Consider the perturbed matrix equation

$$\begin{aligned} \tilde{X}+\tilde{A}^{*}_{j}\tilde{X}^{-q}\tilde{A}_{j}-\tilde{B}^{*}_{j}\tilde{X}^{-r}\tilde{B}_{j}=\tilde{Q}_{j}, \end{aligned}$$

where \(\epsilon _{j}=0.1^{2j},\ \ \tilde{A}_{j}=A+\epsilon _{j}(I+E),\ \tilde{B}_{j}=B+\epsilon _{j}(I+2E) \ \ \tilde{X}_{j}=X+\epsilon _{j}(I-E), \ \ \tilde{Q}_{j}=\tilde{X}_{j}+\tilde{A}^{*}_{j}\tilde{X}_{j}^{-q}\tilde{A}_{j} -\tilde{B}^{*}_{j}\tilde{X}_{j}^{-q}\tilde{B}_{j},\) with \(e=(1,1,1,1,1)\) and \(E=e'e\).

Now we compute the perturbation bounds for Eq. (1.1).
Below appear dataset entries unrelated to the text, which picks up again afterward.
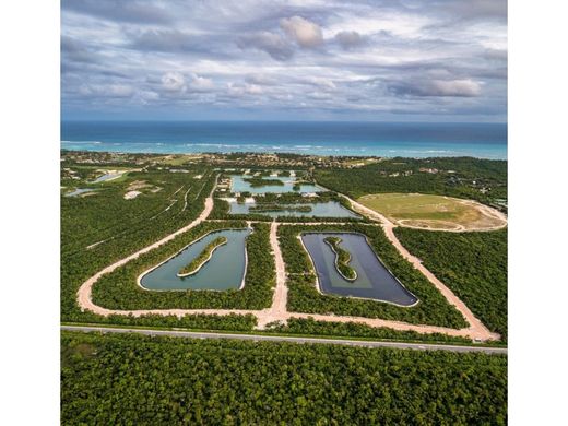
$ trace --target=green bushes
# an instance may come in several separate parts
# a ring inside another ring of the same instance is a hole
[[[324,295],[316,287],[316,275],[306,250],[297,236],[303,232],[357,232],[367,239],[384,265],[418,298],[414,307],[404,308],[376,300]],[[335,313],[382,318],[417,324],[464,328],[462,315],[419,273],[404,260],[378,226],[345,225],[283,225],[279,240],[288,273],[288,310],[307,313]]]
[[[435,168],[438,173],[423,173]],[[324,187],[357,198],[379,192],[421,192],[490,203],[507,198],[507,162],[471,157],[391,158],[358,168],[317,168]],[[486,192],[481,188],[490,188]]]
[[[506,424],[507,357],[61,333],[61,424]]]
[[[178,276],[187,276],[194,274],[199,269],[213,256],[213,251],[223,245],[227,244],[226,237],[217,237],[203,248],[203,250],[191,260],[188,264],[181,268],[178,272]]]
[[[357,272],[350,267],[351,253],[340,247],[340,237],[326,237],[323,239],[335,253],[335,268],[345,280],[354,281],[357,279]]]
[[[471,344],[472,341],[465,338],[453,338],[448,334],[431,333],[423,334],[415,331],[400,331],[384,327],[369,327],[356,322],[328,322],[316,321],[313,318],[291,318],[286,326],[271,324],[270,331],[287,334],[304,335],[332,335],[341,338],[364,338],[395,341],[415,342],[440,342],[440,343],[463,343]]]
[[[165,246],[149,251],[114,272],[103,275],[93,287],[93,301],[108,309],[263,309],[272,303],[275,284],[274,259],[270,252],[270,226],[255,224],[247,239],[248,265],[240,291],[150,292],[137,285],[137,277],[171,257],[202,235],[223,228],[242,228],[244,222],[205,222],[179,235]]]
[[[507,229],[441,233],[395,228],[402,245],[507,340]]]
[[[80,285],[103,268],[186,226],[203,211],[215,175],[203,166],[192,166],[191,171],[133,171],[123,181],[105,184],[96,196],[61,197],[62,321],[96,319],[76,304]],[[193,179],[198,174],[203,177]],[[135,199],[125,200],[135,181],[149,187]],[[177,201],[166,211],[173,200]]]

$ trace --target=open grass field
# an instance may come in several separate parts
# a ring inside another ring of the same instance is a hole
[[[502,227],[499,212],[475,201],[423,193],[376,193],[357,200],[401,226],[439,230],[484,230]]]

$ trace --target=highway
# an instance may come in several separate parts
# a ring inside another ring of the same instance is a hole
[[[304,336],[269,335],[269,334],[196,332],[196,331],[181,331],[181,330],[128,329],[128,328],[96,327],[96,326],[64,326],[64,324],[62,324],[61,330],[82,331],[82,332],[100,332],[100,333],[138,333],[138,334],[144,334],[144,335],[168,335],[168,336],[174,336],[174,338],[187,338],[187,339],[234,339],[234,340],[251,340],[255,342],[267,341],[267,342],[338,344],[338,345],[364,346],[364,347],[394,347],[394,348],[399,348],[399,350],[416,350],[416,351],[482,352],[485,354],[507,355],[507,347],[488,347],[488,346],[482,346],[482,345],[480,345],[480,346],[461,346],[461,345],[433,344],[433,343],[359,341],[359,340],[304,338]]]

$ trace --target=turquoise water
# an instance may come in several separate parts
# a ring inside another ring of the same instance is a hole
[[[78,188],[75,189],[74,191],[71,191],[71,192],[68,192],[66,193],[66,197],[76,197],[81,193],[84,193],[84,192],[93,192],[93,191],[96,191],[96,189],[91,189],[91,188]]]
[[[61,147],[131,153],[262,152],[507,158],[506,123],[63,121]]]
[[[251,177],[251,176],[249,176]],[[298,191],[294,191],[293,177],[267,177],[267,179],[277,179],[284,185],[264,185],[262,187],[252,188],[249,182],[245,181],[246,176],[232,175],[230,176],[230,191],[232,192],[250,192],[250,193],[283,193],[283,192],[318,192],[326,191],[326,189],[311,184],[301,184]]]
[[[121,173],[107,173],[103,176],[97,177],[95,180],[93,180],[93,184],[104,182],[105,180],[114,179],[120,175],[121,175]]]
[[[147,289],[238,289],[245,277],[246,239],[252,229],[223,229],[211,233],[189,245],[174,258],[146,273],[140,280]],[[217,237],[226,237],[211,260],[193,275],[179,277],[177,273],[198,257],[208,244]]]
[[[324,241],[324,238],[330,236],[340,237],[342,239],[340,247],[351,253],[350,267],[357,272],[355,281],[347,281],[338,272],[335,253]],[[301,241],[316,267],[318,285],[322,293],[363,297],[401,306],[412,306],[418,300],[382,264],[363,235],[306,233],[301,235]]]
[[[237,202],[229,202],[230,214],[248,214],[249,209],[256,205],[256,203],[239,204]],[[307,203],[307,204],[292,204],[292,208],[300,205],[309,205],[311,212],[296,212],[296,211],[280,211],[280,212],[252,212],[256,214],[262,214],[265,216],[277,217],[277,216],[293,216],[293,217],[359,217],[357,214],[345,209],[336,201],[327,201],[324,203]]]

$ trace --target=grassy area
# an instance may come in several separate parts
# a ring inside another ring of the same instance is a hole
[[[451,197],[423,193],[376,193],[360,197],[363,205],[401,225],[434,229],[494,227],[502,222],[477,206]]]

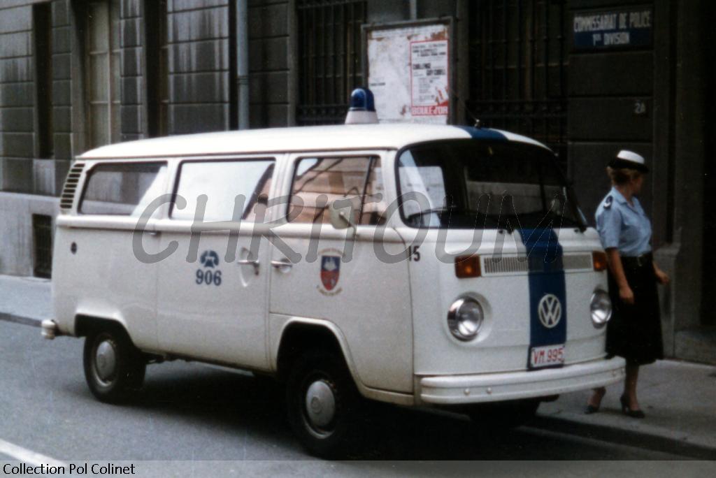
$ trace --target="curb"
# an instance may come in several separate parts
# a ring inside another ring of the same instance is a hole
[[[31,327],[39,327],[42,323],[42,321],[39,318],[23,317],[22,316],[16,316],[14,313],[6,313],[5,312],[0,312],[0,321],[21,323],[24,326],[30,326]]]
[[[716,448],[690,443],[686,441],[686,439],[678,439],[643,431],[544,415],[538,415],[527,426],[629,447],[637,446],[639,448],[682,455],[697,459],[716,459]]]

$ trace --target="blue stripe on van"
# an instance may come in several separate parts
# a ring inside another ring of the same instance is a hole
[[[493,141],[507,141],[507,137],[494,130],[475,128],[472,126],[455,126],[467,132],[473,140],[492,140]]]
[[[533,347],[561,345],[567,339],[567,301],[562,246],[551,228],[521,229],[520,235],[527,248],[529,264],[530,345],[527,367],[531,369],[529,353]],[[556,326],[548,328],[539,318],[538,306],[546,294],[559,299],[561,317]],[[561,366],[557,365],[555,366]],[[543,369],[546,367],[540,367]]]

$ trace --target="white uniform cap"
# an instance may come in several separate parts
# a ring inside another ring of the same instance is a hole
[[[619,154],[616,155],[616,157],[620,160],[626,160],[633,162],[638,162],[640,165],[643,165],[644,163],[644,156],[637,155],[634,151],[629,151],[628,150],[621,150],[619,151]]]
[[[647,167],[647,165],[644,164],[645,162],[644,156],[634,151],[621,150],[616,155],[616,157],[609,163],[609,166],[616,168],[626,167],[637,170],[642,172],[649,172],[649,168]]]

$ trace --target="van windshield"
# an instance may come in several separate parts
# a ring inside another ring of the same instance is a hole
[[[552,154],[531,145],[474,140],[405,150],[398,158],[400,214],[415,228],[586,228]]]

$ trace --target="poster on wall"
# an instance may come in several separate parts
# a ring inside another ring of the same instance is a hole
[[[448,122],[449,29],[432,24],[368,30],[368,87],[380,121]]]

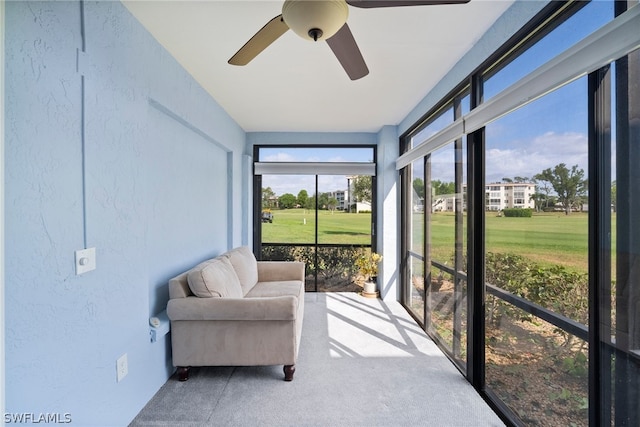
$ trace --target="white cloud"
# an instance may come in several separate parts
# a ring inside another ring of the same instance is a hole
[[[487,182],[500,181],[504,177],[532,177],[560,163],[567,167],[578,165],[586,172],[587,162],[587,136],[577,132],[546,132],[508,148],[492,147],[489,142]]]

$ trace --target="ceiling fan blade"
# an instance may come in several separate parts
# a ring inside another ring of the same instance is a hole
[[[289,26],[284,23],[282,15],[278,15],[262,27],[248,42],[229,59],[231,65],[247,65],[260,52],[265,50],[278,37],[287,32]]]
[[[471,0],[347,0],[353,7],[396,7],[396,6],[428,6],[438,4],[463,4]]]
[[[351,80],[358,80],[369,74],[360,48],[347,24],[344,24],[337,33],[329,37],[327,44]]]

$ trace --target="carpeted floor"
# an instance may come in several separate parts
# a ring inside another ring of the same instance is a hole
[[[308,293],[292,382],[282,366],[192,368],[131,426],[501,426],[397,302]]]

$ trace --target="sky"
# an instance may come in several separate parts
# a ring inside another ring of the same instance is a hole
[[[589,3],[549,36],[488,78],[485,100],[592,33],[612,16],[609,2]],[[463,100],[463,114],[469,111],[468,102],[468,97]],[[422,143],[452,121],[453,113],[449,109],[414,137],[414,145]],[[505,177],[531,178],[559,163],[565,163],[568,168],[578,165],[586,177],[587,132],[587,78],[582,77],[486,126],[485,180],[490,183]],[[614,156],[612,153],[612,158]],[[362,149],[261,149],[263,161],[370,161],[371,157]],[[452,144],[432,153],[432,179],[453,181],[453,161]],[[612,173],[615,176],[615,165],[612,165]],[[297,195],[300,189],[306,189],[309,195],[315,193],[314,176],[263,176],[263,187],[268,186],[277,195]],[[323,176],[320,177],[319,192],[343,190],[346,186],[345,176]]]
[[[260,149],[260,161],[264,162],[371,162],[371,148],[269,148]],[[285,193],[297,196],[306,190],[309,196],[315,194],[315,175],[263,175],[262,187],[271,189],[277,196]],[[347,189],[344,175],[323,175],[318,177],[318,192],[327,193]]]

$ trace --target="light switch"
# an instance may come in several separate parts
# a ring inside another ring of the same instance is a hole
[[[76,274],[96,269],[96,248],[76,251]]]

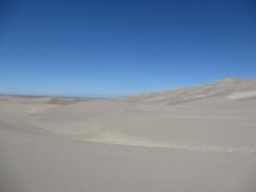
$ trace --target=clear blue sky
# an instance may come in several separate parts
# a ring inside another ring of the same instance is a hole
[[[0,0],[0,93],[108,96],[256,77],[253,0]]]

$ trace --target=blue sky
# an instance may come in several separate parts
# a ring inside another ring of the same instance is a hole
[[[253,0],[0,2],[0,93],[113,96],[255,78]]]

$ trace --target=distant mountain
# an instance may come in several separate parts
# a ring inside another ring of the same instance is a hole
[[[140,94],[118,98],[118,100],[175,105],[214,97],[235,100],[256,98],[256,79],[229,78],[209,84],[202,84],[192,88],[182,88],[175,90]]]

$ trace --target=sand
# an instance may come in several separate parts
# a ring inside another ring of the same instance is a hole
[[[1,192],[256,191],[256,80],[0,96]]]

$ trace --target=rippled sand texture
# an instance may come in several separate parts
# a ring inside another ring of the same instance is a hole
[[[0,131],[5,191],[256,191],[254,79],[112,100],[3,96]]]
By computation, \(\theta _1=\frac{q^{q}}{(q+1)^{q+1}}-2\Vert A\Vert ^{2}\Vert Q^{-1}\Vert ^{q+1}=0.3378>0,\) \(\theta _2=\frac{q^{r+1}}{r(q+1)^{r+1}}- 2\Vert B\Vert ^{2}\Vert Q^{-1}\Vert ^{r+1}=0.7891>0,\) and \(\lambda _{n}(X-\frac{q}{q+1}Q)=0.4821>0\) which implies that X is the unique positive definite solution of Eq. (1.1) by Theorem 2.2. Obviously, \(\tilde{X}_{j}\) are positive definite solutions of the perturbed matrix equations \(\tilde{X}+\tilde{A}^{*}_{j}\tilde{X}^{-q}\tilde{A}_{j}-\tilde{B}^{*}_{j}\tilde{X}^{-q}\tilde{B}_{j}=\tilde{Q}_{j}\). Moreover, it is not difficult to verify that for each \(j=1,2,3,4,5\), the corresponding equations \(\tilde{X}+\tilde{A}^{*}_{j}\tilde{X}^{-q}\tilde{A}_{j}-\tilde{B}^{*}_{j}\tilde{X}^{-q}\tilde{B}_{j}=\tilde{Q}_{j}\) and \(\tilde{X}_{j}\) satisfy the assumption \(\theta _{j1}=\frac{q^{q}}{(q+1)^{q+1}}- 2\Vert \tilde{A}_j\Vert ^{2}\Vert \tilde{Q}_j^{-1}\Vert ^{q+1}>0,\) \(\theta _{j2}=\frac{q^{r+1}}{r(q+1)^{r+1}}- 2\Vert \tilde{B}_j\Vert ^{2}\Vert \tilde{Q}_j^{-1}\Vert ^{r+1}>0,\) and the conditions \(\lambda _{n}(\tilde{X}_{j}-\frac{q}{q+1}\tilde{Q}_{j})>0\),respectively. Thus by Theorem 2.2, \(\tilde{X}_{j}\ (j=1,2, \ldots , 5)\) are the unique positive definite solutions of the corresponding perturbed matrix equations, respectively. We denote \(\Delta X^{(j)}=\tilde{X}^{j}-X\). All the conditions of Theorem 3.1 are satisfied for \(j=1,2, 3, 4, 5\). The results are given in the following table.

 

j = 1

j = 2

j = 3

j = 4

j = 5

True error \(\Vert \Delta X^{(j)}\Vert \)

0.0400

\(4.0000e{-004}\)

\(4.0000e{-006}\)

\(4.0000e{-008}\)

\(4.0000e{-010}\)

Our result (3.5)

0.0985

\(6.9607e{-004}\)

\(6.9346e{-006}\)

\(6.9343e{-008}\)

\(6.9343e{-010}\)

Example 4.3

Consider Eq. (1.1) with \(q=r=0.5, m=2, n=1\) and

$$\begin{aligned} A_1=\left( \begin{array}{cc} 0 &{} a_{1}\\ 0.02 &{} 0 \end{array}\right) ,\ \ A_{2}=\left( \begin{array}{cc} 0 &{} a_2\\ 0 &{} 0 \end{array}\right) ,\ \ B=\left( \begin{array}{cc} 0 &{} 0\\ b &{} 0 \end{array}\right) , \ \ Q=\left( \begin{array}{cc} 1.1 &{} 0\\ 0 &{} 1.2 \end{array}\right) , \end{aligned}$$

where \(a_{1}=0.25+10^{-k}\), \(a_{2}=0.15+10^{-k}\) and \(b=0.35+10^{-k}\). Denote \(\theta _1=\Vert A_1^*A_1\Vert +\Vert A_2^*A_2\Vert -\frac{1}{2}\frac{q^q}{\Vert (q+1)Q^{-1}\Vert ^{q+1}}\), \(\theta _2=\Vert B^*B\Vert -\frac{1}{2r}\frac{q^{r+1}}{\Vert (q+1)Q^{-1}\Vert ^{r+1}}\), For k from 1 to 6, we compute \(\theta _1\) and \(\theta _2\) to see that the conditions of Theorem 3.3 are always satisfied. Results for \(\textit{C}_{\mathrm{rel}}(X)\) by (3.19) with different vales of k are listed below where \(\textit{C}_{\mathrm{rel}}(X)\) is the relative condition number of the unique positive definite solution of Eq.(1.1).

k

1

2

3

4

5

6

\(\theta _1\)

\(-0.037027\)

\(-0.128827\)

\(-0.136225\)

\(-0.136947\)

\(-0.137019\)

\(-0.137026\)

\(\theta _2\)

\(-0.019527\)

\(-0.092427\)

\(-0.098826\)

\(-0.099457\)

\(-0.099520\)

\(-0.099526\)

\(\textit{C}_{\mathrm{rel}}(X_{L})\)

1.014454

1.000561

0.999674

0.999590

0.999582

0.999581

The numerical results listed in the second line show that the unique positive definite solution X is well-conditioned in such cases.